Ela apenas precisava saber em que ponto tinha acontecido o vazamento, para
conte-lo abruptamente.
Não
se permitia ser fraca. Não se permitia esquecer suas origens. Queria apenas
conseguir ser mais atenta.
Tinha
outras opções. Será que esse era o início de sua quase morte? Nesses tempos,
isso ainda seria necessário? Não negava que adoecia em todos os órgãos
possíveis. Infecções da alma por todos os lugares.
Não
poderia aceitar a outra possibilidade. A tristeza. Será mesmo que ela teria
aberto todas as possibilidades infecciosas possíveis para a sua alma?
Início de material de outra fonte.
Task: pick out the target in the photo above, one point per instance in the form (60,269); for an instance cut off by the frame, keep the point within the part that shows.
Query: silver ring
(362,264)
Se assim
ocorreu, não poderia deixar de se surpreender com tamanha façanha. Mesmo para
quem ambiciona morrer, esse ainda podia ser visto como um grande feito. Imagine
abrir todas as comportas da carne, vulnerabilizar-se por todos os poros?
Dê
certo modo, ela compreendia que, de tanto ouvir aos outros, ficara surda para
si mesma. Criou dentro de si um jogo onde apenas ganhavam aqueles que não
tinham por si mesmos o menor vestígio de compaixão.
Tudo
que chegava perto disso, ela rejeitava veementemente. Criou para si a
metodologia de que viver era um surfista já velho e enfraquecido pelo tempo,
mas que mesmo assim tentava dominar as melhores ondas. Uma luta completamente
injusta e desigual. Viver significava atirar-se no precipício, sem preocupar se
com cortes, escoriações, ossos quebrados ou com a morte. Ela, achando-se boneco
de plástico flexível, viveu por entre quedas em abismos… Quase sempre.
Entretanto,
nesse momento, ferimentos à mostra, infeccionados de morte, ela sabia que
precisava viver. Não permitir que se escapasse por entre seus dedos, o restinho
de vida que ainda podia agarrar. Pó de canela que se sopra.
A
vida era hoje, agora. Atriz exímia que era, fingia muitíssimo bem um interesse
pela vida, uma fome de conhecimento. Buscava o Sagrado. Aconselhava pessoas tão
profissionalmente, que nem a maldadezinha se manifestava nessas horas. Mas
existia um momento onde se revelava a fresta. Ao acordar. Não nos dias em que
ele a acordava com beijos. Nesses não acontecia. Naqueles em que o despertador
tocava a musiquinha de ninar, acredito eu que acontecia, mas a pressa a
colocava rapidamente em contato com esse tempo e esse espaço. Sei que o Grande
Buraco apresentava-se com todas as suas garras quando ela acordava sozinha e
sem pressa. Uma pequena voz, chata e incoerente, murmurava pequenas frases
desconexas, que ela teimava em não ouvir: “que merda”, “isso não acaba nunca”
“quero voltar” “por que tenho que sair daqui?” “Não quero voltar para aquele
lugar” “existe algo no mundo que me faça ter vontade de estar ali?”…
Ela
sabia o que significava. Mas até então entendia como algo comum. Quem não quer
permanecer no círculo energético? Quem não quer não sair nunca de perto dos
melhores amigos?
Mas
nem ela poderia vislumbrar que o inconsciente põe em prática seus desejos. Quem
imaginaria que o seu próprio inconsciente seria obstinado ao ponto de abrir as
portas do seu corpo físico para a morte? Mesmo você não desejando isso. Ou
enganado, achando inocentemente que não quer.
Ela
ficava sem fôlego, sentindo que seu inconsciente tentava mata-la, e ela nem ao
menos sabia onde seriam as próximas navalhadas. Precisava lidar com isso.
O
que você faria, caso sua mão esquerda tomasse vida própria, agarrasse uma
navalha, e tentasse te matar, golpeando sem obedecer-te?